29th March: Theresa May notifed the EU of the UK’s intention to leave the EU through the Article 50 procedure.
Then 29th April the European Council agreed its negotiation guidelines for Michel Barnier, the chief Brexit negotiatior on the EU side. A summary of the guidelines – that committed the EU side to a phased schedule of negotiations – can be found here. At that stage the UK had no plan of its own how to schedule the Brexit talks, and still does not really.
Brexit Minister David Davis then made it clear on 14th May that he thought the schedule issue would “be the row of the summer” as the FT reported. The General Affairs Council nevertheless formalised the negotiation directives for Barnier on 22nd May.
Then on 19th June, at the first official round of negotiations, David Davis agreed to the EU’s proposed schedule.
So much for this being the row of the summer. EU 1, UK 0.
If not the fight of the summer, then perhaps the whinge of the autumn?
Last week – before the start of the third negotiation round – Davis was appealing to the EU to loosen its schedule, and that was before the the negotiation round itself brought scant little progress (good Politico summary here). I tweeted my annoyance with Davis’s tactics last week.
Then today May’s spokesperson was at it, repeating the same line (thanks Fabian Zuleeg for drawing my attention to it). This then led to this excellent question from Stuart Bonar:
Why is the UK government actually doing this? And what impact does this have?
Any attempt to answer needs to see the bigger picture of how negotiations work. First, in a negotiation of the huge magnitude of Brexit, the matter of how to negotiate, when, and in what order, has to be cleared up before negotiations can really begin. That’s why, for example, negotiations for a country to join the EU are split up into chapters. Make each stage a more manageable bite size and you do not leave all the nasty stuff for the cliffhanger summit at the end.
The second and perhaps more important issue is that reneging on what has already been agreed (or being seen publicly to try to do so) erodes trust between the negotiation teams. If the little that has been agreed cannot actually be built upon, everyone returns to square one.
What is Davis’s game? The only thing that has been agreed – the schedule – is being called into question before any proper conversation about the substance has even started. Trust is eroded and the negotiation is even more in peril than it already was.
There are a few plausible explanations: that Davis did not really know what he was committing to in June, and does now, and is worried, and maybe has even learned something. Or – related – that he did not actually trust the EU was serious in June (Simon Usherwood’s take). That the UK side is manoeuvring towards making the negotiations fail. That the UK side is trying to stall, to delay, knowing the pickle it finds itself in (Steve Bullock’s take). That party political games are the cause – the rise of Jacob Rees Mogg spooked Davis, who then felt he had to tack towards hardcore Brexit (Pascal LTH’s take). Or that Davis felt he had to at least let negotiations start and had to agree to the schedule to facilitate that (Henning Meyer’s take).
Steve Bullock also wondered if all of this was somehow connected to May’s promised big announcement or development slated for 21st September.

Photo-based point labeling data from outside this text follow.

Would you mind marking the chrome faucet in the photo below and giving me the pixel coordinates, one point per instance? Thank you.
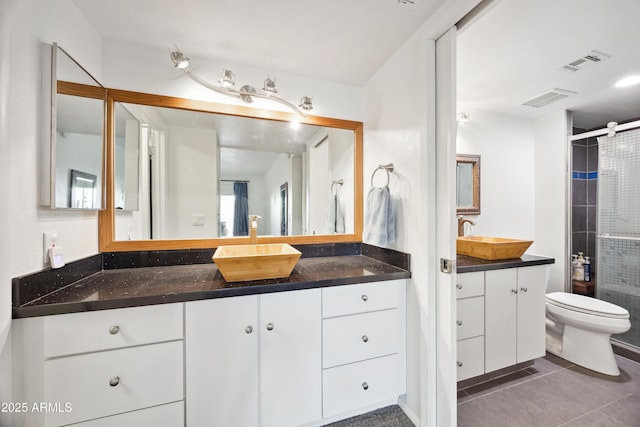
(253, 229)
(461, 221)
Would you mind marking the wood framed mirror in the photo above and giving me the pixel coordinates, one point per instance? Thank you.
(467, 184)
(191, 153)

Plus with Tory Party conference on the horizon things are likely to get more messy before they start to improve.
And all the time the Brexit clock on the two year period until 29th March 2019 continues to tick.
[Correction 5.9.17, 1400]
A comment from a friend on Facebook alerted me to a couple of glitches with how I had explained the dates in this blog entry, not least because I’d used the dates of the articles about the meetings rather than the dates of the meetings themselves. All now corrected above!
All the above explanations of the British government’s flounderings are partly true. It is however futile to attempt to discern any underlying rationale for what Mrs. May and her ministers are doing. That the British government should wish to leave the European Union at this time and in these circumstances is an act of wilful irrationality. This irrationality simply expresses itself in different and even self-contradictory ways at different times during the Brexit negotiations.